Several other HER2-targeted ADCs are in clinical development, including vic-trastuzumab duocarmazine (SYD985), in which a cleavable linker connects trastuzumab to a prodrug of the DNA alkylating agent duocarmycin-hydroxybenzamide-azaindole.15,23

Despite its DAR (2.8) being lower than that of T-DM1 (3.5), SYD985 has demonstrated higher antitumor activity in preclinical models.3,23 In the phase 3 TULIP trial (NCT03262935), SYD985 was compared against physician’s choice of therapy in patients with previously treated HER2-positive MBC. SYD985 significantly improved median PFS (7.0 months vs 4.9 months; HR, 0.64; 95% CI, 0.490.84; P = .002).

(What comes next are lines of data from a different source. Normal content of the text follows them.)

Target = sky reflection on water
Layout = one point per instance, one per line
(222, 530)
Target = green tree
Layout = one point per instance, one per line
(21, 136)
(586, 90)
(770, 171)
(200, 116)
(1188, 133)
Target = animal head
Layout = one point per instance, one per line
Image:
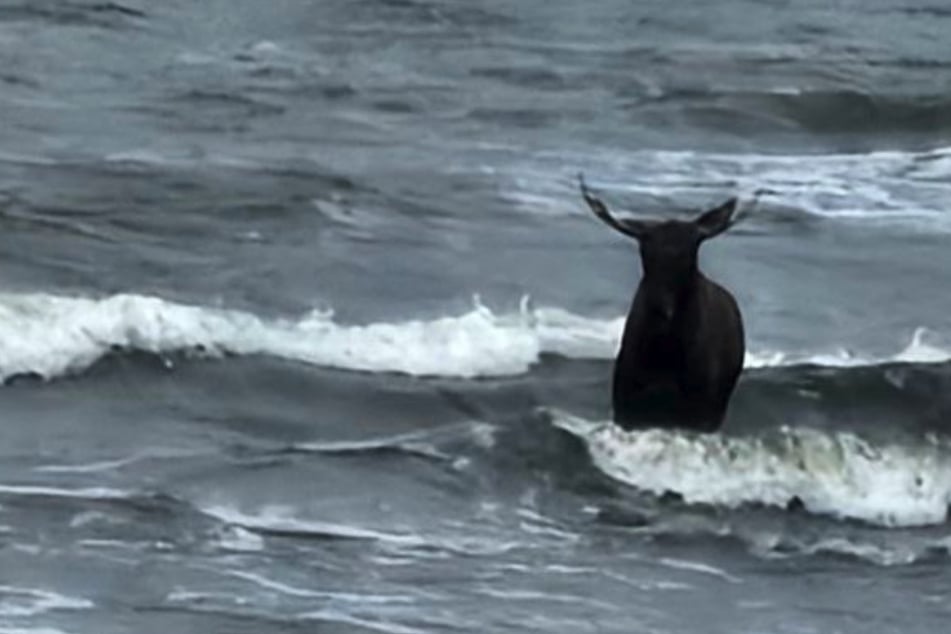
(668, 248)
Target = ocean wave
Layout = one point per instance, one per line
(50, 336)
(882, 187)
(836, 474)
(18, 602)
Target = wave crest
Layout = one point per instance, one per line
(838, 474)
(49, 336)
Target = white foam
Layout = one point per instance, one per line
(50, 336)
(281, 519)
(836, 474)
(92, 493)
(29, 602)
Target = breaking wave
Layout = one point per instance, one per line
(836, 474)
(49, 336)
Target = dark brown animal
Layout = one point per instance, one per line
(683, 344)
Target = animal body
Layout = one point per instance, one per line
(683, 344)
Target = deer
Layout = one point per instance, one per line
(682, 347)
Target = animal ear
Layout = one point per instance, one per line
(716, 220)
(633, 228)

The most common adverse effects (AEs) in the SYD985 arm were conjunctivitis, keratitis, and fatigue.24

Other notable HER2-targeted ADCs in development are ARX788, which has a tubulin inhibitor payload25; ZW49, a bispecific ADC that employs an antibody targeting both the trastuzumab- and pertuzumab-binding sites on HER2 simultaneously26; and BDC-1001, which uses a Toll-like receptor agonist as its payload and is designed to stimulate an antitumor immune response rather than directly kill tumor cells.27 ZW49 and BDC-1001 also both recently displayed promising preliminary activity in ongoing phase 1/2 clinical trials, according to the companies developing the drugs.26,27

ARX788 was highlighted in a presentation at 2021 SABCS; in the ACE-Breast-01 study (CTR20171162) in patients with heavily pretreated HER2-positive MBC, among 29 patients who received a dose of 1.5 mg/kg every 3 weeks, the ORR was 66% (95% CI, 45.7%-82.1%), the median DOR was 14.4 months (95% CI, 9.0 months-not reached), and the disease control rate (DCR) was 100%. Notably, the ORR was 80% among 5 patients previously treated with HER2-targeted ADCs. ARX788 was well tolerated, with mostly grade 1 or 2 AEs.28 ARX788 has been granted fast-track designation by the FDA in this setting.29

Expanding Beyond HER2

An estimated 15% to 20% of breast cancers are classified as HER2 positive, with high levels of HER2 protein expression, defined as an immunohistochemistry (IHC) score of 3+, and/or HER2 gene amplification by in situ hybridization. Up to 50% are classified as HER2 low (IHC1+ or 2+, without gene amplification).3,10,15

In terms of treatment decision-making, HER2-low breast cancers are currently grouped with those that are HER2 negative and thus are ineligible for HER2-targeted therapies. That could be set to change, however, as novel ADCs with an increased capacity for bystander killing may have clinical activity in this patient population.3,10,15

Both trastuzumab deruxtecan and SYD985 are being evaluated in ongoing clinical trials in patients with HER2-low breast cancer, and preliminary data are emerging. In a phase 1b trial evaluating trastuzumab deruxtecan in solid tumors (NCT02564900), a cohort of 54 patients with heavily pretreated, advanced HER2-low breast cancer received a dose of 5.4 or 6.4 mg/kg. The resulting ORR was 37.0% (95% CI, 24.3%51.3%), with a median DOR of 10.4 months (95% CI, 8.8 months-not evaluable).30

Two phase 3 trials comparing trastuzumab deruxtecan against investigator’s choice of chemotherapy in patients with HER2-low MBC are ongoing. In the DESTINY-Breast04 trial (NCT03734029), for which recruitment is now complete, patients were previously treated with 1 or 2 prior lines of chemotherapy and could be hormone receptor positive or negative, whereas in DESTINY-Breast06 (NCT04494425), patients have received at least 2 prior lines of endocrine therapy and were hormone receptor positive.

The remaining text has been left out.